Me, my little brother and our brother in law went out to lake butler last saterday and my brother in law intered for the biggest fish witch at the time was a 30 pounder. He gets ahold of one at 29 pounds about half way through the night then about 2 hours before our tickets run out his bait clicker goes off. Ok now he was hit on a street bike about a year ago and can hardly walk and most places hes got to have his wheel chair so my little brother runs down to his pole sitting about 20 feet from my brother in law and hooks the fish. now he dont real it in or anything just keeps it from being pulled in the lake because hes not trying to loose a c4. So my brother in law gets over there and reels it in and they take it up to the bait house and it hits 40 pounds. ITS THE BIG FISH, WE GET THE POT <$600>. He puts the fish back in the lake and goes up and talks the guy at the bait house <the owner of the lake>. We dont get the money because my little brother grabed the pole from going in the lake so now were out $600. Were not very happy so instead of going to jail we pack our stuff and start to leave. We go in the bait house and look at who has the big fish and its a guy named big r. come to find out its the owners friend and he also works there in the bait house!!!!! I just want everyone to know that lake butler is a joke. You cant use shade dead or alive, no steal leeders, you get yelled at if you through half way across the lake and get kicked out if you do it again, and you cant through your bait on the bank or in the trash can, you have to put it in the lake.

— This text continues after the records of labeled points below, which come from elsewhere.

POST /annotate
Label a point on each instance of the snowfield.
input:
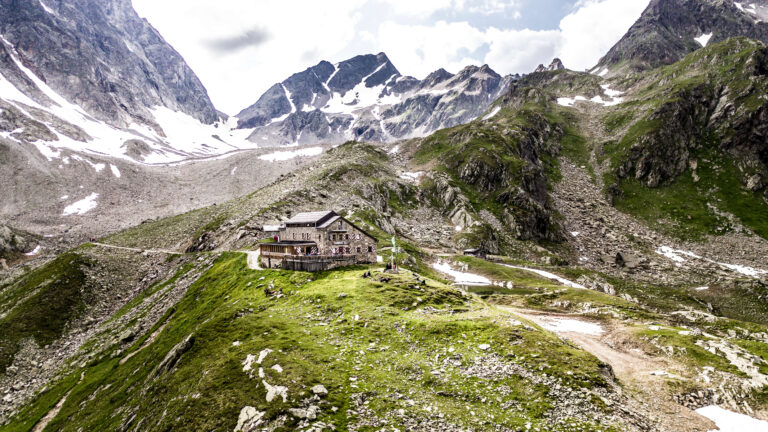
(704, 39)
(549, 275)
(81, 207)
(613, 95)
(681, 256)
(492, 114)
(179, 137)
(461, 278)
(563, 325)
(287, 155)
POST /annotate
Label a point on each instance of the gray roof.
(328, 223)
(309, 217)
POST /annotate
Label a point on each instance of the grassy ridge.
(40, 305)
(355, 336)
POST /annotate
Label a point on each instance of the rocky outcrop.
(668, 30)
(726, 113)
(101, 56)
(367, 99)
(556, 65)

WTF we have to feed the fish!!!!!!!!!!!!! That whole night with three of use fishing we only caught 5 or 6 fish the whole time while using live bait. I just wanted to let everyone out there know that i wouldnt waste my time with lake butler ide spend my money else where. We left and went to paradise and couldnt keep a line in the water. Thanks for reading and hope you take my advice.


----------



## spfldbassguy (Mar 23, 2009)

If I owned the place I woulda given him the money without hestitation.It wouldn't have mattered to me if he didn't hook it,he brought it in for petes' sake.However with the guy being his friend & working there,that's how it goes sometimes.Friends win over strangers.As far as putting the bait in the lake,i'd just taken what i didn't use with me.I can understand about not chuckin' your stuff halfway across the lake but the no steel leaders or the use of shad I don't get.I understand why you had to post about your experience there,you had to vent somewhere.Atleast you went somewhere else & had some fun.


----------



## MrToxygen (Apr 4, 2010)

i've heard several stories from some other guys that this lake is a joke.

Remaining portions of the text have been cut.